Ensure auto_curate is true and frequency is set.

Duplicates Not Being Merged

The similarity threshold may be too high. Adjust in .session/config.json:

{
  "curation": {
    "similarity_threshold": 0.6
  }
}

Lower values (0.5-0.6) detect more duplicates, higher values (0.7-0.8) are more conservative.

Extraction Not Finding Learnings

Session summaries: Ensure summaries have "## Challenges Encountered" or "## Learnings Captured" sections
Git commits: Use exact format: LEARNING: <your learning text>
Code comments: Use exact format: # LEARNING: <your learning text>

Learnings File Corrupted

The learnings file is at .session/tracking/learnings.json.

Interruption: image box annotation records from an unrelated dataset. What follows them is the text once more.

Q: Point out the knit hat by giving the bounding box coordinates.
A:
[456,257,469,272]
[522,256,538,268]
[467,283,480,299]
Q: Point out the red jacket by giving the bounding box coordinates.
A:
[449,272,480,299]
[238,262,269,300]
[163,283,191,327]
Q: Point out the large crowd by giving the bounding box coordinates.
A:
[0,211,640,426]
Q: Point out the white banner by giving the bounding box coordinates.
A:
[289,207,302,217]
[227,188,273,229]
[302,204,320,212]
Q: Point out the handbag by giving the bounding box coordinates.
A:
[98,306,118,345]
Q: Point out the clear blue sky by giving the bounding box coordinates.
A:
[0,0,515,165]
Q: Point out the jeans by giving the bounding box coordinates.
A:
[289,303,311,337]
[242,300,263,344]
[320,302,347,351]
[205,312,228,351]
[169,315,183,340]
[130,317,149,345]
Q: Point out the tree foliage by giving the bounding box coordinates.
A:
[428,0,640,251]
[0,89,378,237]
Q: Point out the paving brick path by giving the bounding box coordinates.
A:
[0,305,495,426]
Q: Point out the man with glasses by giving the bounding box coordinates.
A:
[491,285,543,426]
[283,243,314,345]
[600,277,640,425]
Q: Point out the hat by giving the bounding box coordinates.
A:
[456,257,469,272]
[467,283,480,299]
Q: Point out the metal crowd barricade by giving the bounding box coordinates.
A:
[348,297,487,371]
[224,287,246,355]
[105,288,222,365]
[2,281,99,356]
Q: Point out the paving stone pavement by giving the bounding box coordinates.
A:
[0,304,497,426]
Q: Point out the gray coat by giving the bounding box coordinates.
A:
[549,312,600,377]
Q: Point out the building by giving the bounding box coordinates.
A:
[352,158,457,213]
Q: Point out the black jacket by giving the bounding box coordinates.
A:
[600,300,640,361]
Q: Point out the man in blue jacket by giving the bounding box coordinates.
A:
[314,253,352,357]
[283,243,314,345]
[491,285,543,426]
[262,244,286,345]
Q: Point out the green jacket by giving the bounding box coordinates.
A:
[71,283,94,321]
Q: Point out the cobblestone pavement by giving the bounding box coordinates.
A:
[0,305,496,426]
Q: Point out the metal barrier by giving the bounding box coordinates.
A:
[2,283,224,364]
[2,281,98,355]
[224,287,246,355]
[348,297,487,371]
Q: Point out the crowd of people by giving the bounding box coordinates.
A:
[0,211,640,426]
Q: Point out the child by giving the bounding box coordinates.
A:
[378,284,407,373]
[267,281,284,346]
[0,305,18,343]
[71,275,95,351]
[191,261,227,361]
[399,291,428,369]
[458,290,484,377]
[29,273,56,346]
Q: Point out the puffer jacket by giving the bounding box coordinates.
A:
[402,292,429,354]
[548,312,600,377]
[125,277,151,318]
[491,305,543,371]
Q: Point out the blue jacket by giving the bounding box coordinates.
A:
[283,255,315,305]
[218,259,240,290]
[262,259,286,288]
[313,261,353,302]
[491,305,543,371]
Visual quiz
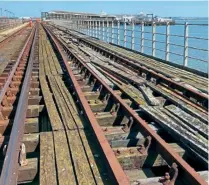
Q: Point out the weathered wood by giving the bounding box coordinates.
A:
[18,158,38,184]
[53,131,76,185]
[39,132,58,185]
[67,130,96,185]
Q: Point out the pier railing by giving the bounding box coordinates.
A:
[50,20,208,72]
[0,17,22,32]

If corrupted, you can reset it:

rm .session/tracking/learnings.json
sk learn-curate

This creates a fresh learnings file.

Data Storage

Learnings are stored in .session/tracking/learnings.json:

{
  "last_curated": "2025-10-13T22:30:00",
  "curator": "session_curator",
  "categories": {
    "gotchas": [
      {
        "id": "670b4de7",
        "content": "FastAPI middleware order matters for CORS",
        "timestamp": "2025-10-13T22:47:07.683518",
        "learned_in": "session_001",
        "tags": ["fastapi", "cors", "middleware"],
        "context": "Discovered while debugging CORS issues"
      }
    ],
    "architecture_patterns": [],
    "best_practices": [],
    "technical_debt": [],
    "performance_insights": [],
    "security": []
  },
  "archived": []
}

Integration with Session Workflow

The learning system is fully integrated with the session workflow:

Session Start: Load existing learnings for context
During Session: Capture learnings with /sk:learn
Session End:
- Auto-extract learnings from session summary, git commits, code comments
- Auto-curate every N sessions
- Manual learning capture
Between Sessions: Browse, search, review learnings

Command Line Interface

All learning commands are also available via CLI:

# Add a learning
sk learn-add \
  --content "Your learning here" \
  --category gotchas \
  --tags "tag1,tag2" \
  --session 5

# Show learnings
sk learn-show \
  --category gotchas \
  --tag fastapi \
  --session 5

# Search learnings
sk learn-search "CORS"

# Curate learnings
sk learn-curate
sk learn-curate --dry-run

# Statistics
sk learn-statistics

# Timeline
sk learn-timeline --sessions 10

# Report (legacy)
sk learn-report

Summary

The learning system helps you:

✅ Capture insights discovered during development
✅ Organize knowledge into 6 categories automatically
✅ Find learnings with powerful search and filtering
✅ Avoid duplicate learnings with similarity detection
✅ Extract learnings from multiple sources automatically
✅ Track learning growth over time with statistics and timeline
✅ Build an organic knowledge base that grows with your project

Start capturing learnings today with /sk:learn!